Verification and Validation

  • Zero-variance baseline. Feed sales whose theoretical depletion exactly equals measured movement; every depletion_variance must be 0, confirming units and joins agree.
  • Unit consistency. Assert both theoretical_depletion and actual_depletion_canonical are in the same canonical unit before differencing — a mismatch produces uniform, implausible variance.
  • Reconcile to cost. Sum variance_cost and confirm it equals the reconciliation ledger’s cost impact for the period.
  • Coverage.

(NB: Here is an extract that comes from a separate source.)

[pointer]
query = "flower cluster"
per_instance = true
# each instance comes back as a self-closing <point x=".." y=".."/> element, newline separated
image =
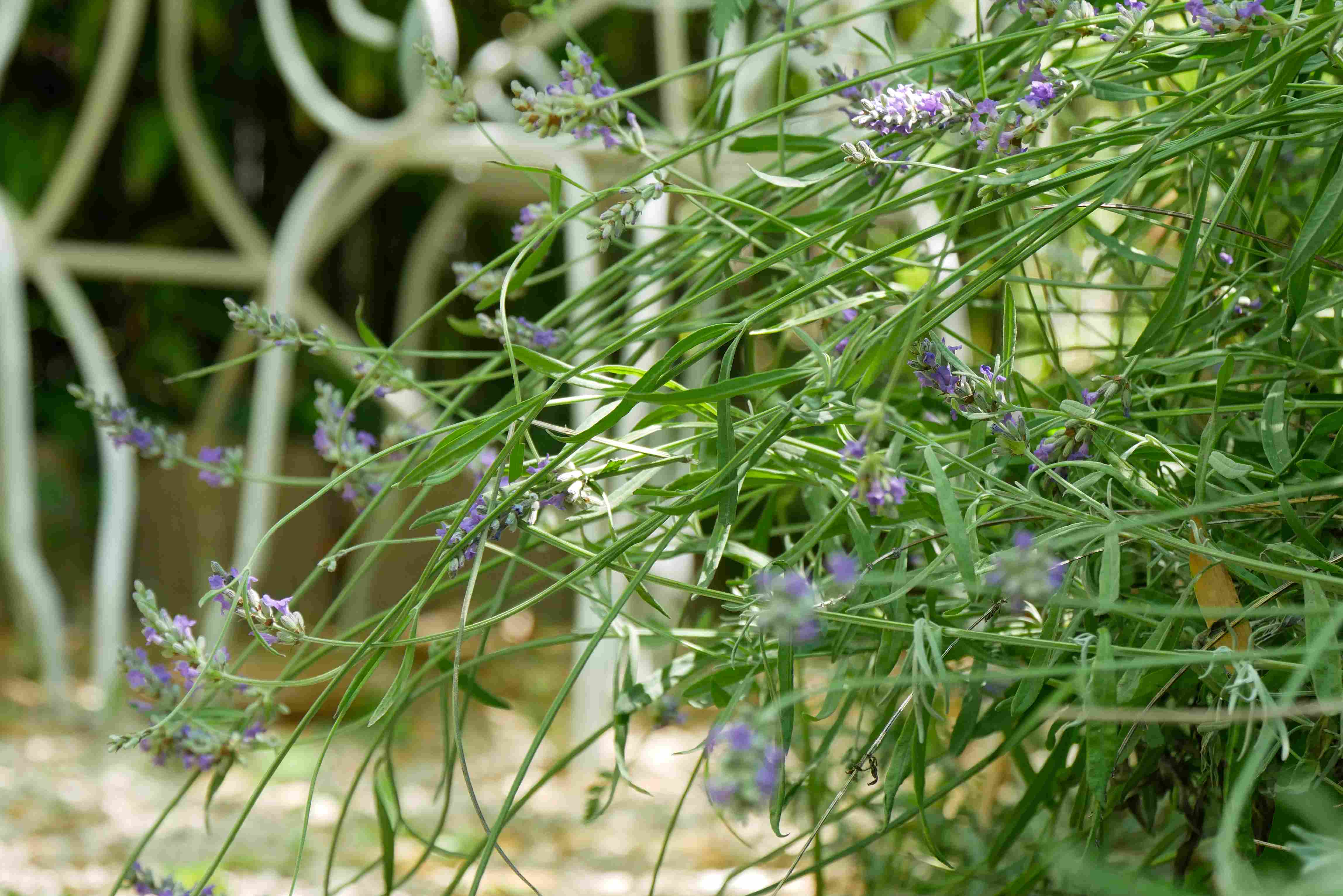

An outer join must surface a SKU that sold but showed no movement (possible feed gap) and one that moved but never sold (possible unlogged waste).

Gotchas and Edge Cases

  • validate="m:m" masking a bad BOM. A menu item joined to duplicate BOM rows silently doubles depletion. Confirm the BOM has one row per (menu_item_id, ingredient_sku) or aggregate it first.
  • Yield double-counting. If canonical_qty_per_unit already folds in yield (edible portion), do not apply a yield factor again here, or theoretical depletion understates actual by the yield ratio.
  • Fractional-cent cost drift. Keep depletion_variance and variance_cost in Decimal; ranking by a float cost impact reorders ties unpredictably across runs.
  • Period misalignment. Sales and stock movement must cover the exact same window. A sales feed that includes an extra day inflates theoretical depletion against a shorter measured movement.

For library specifics, see the official pandas documentation on merge validation.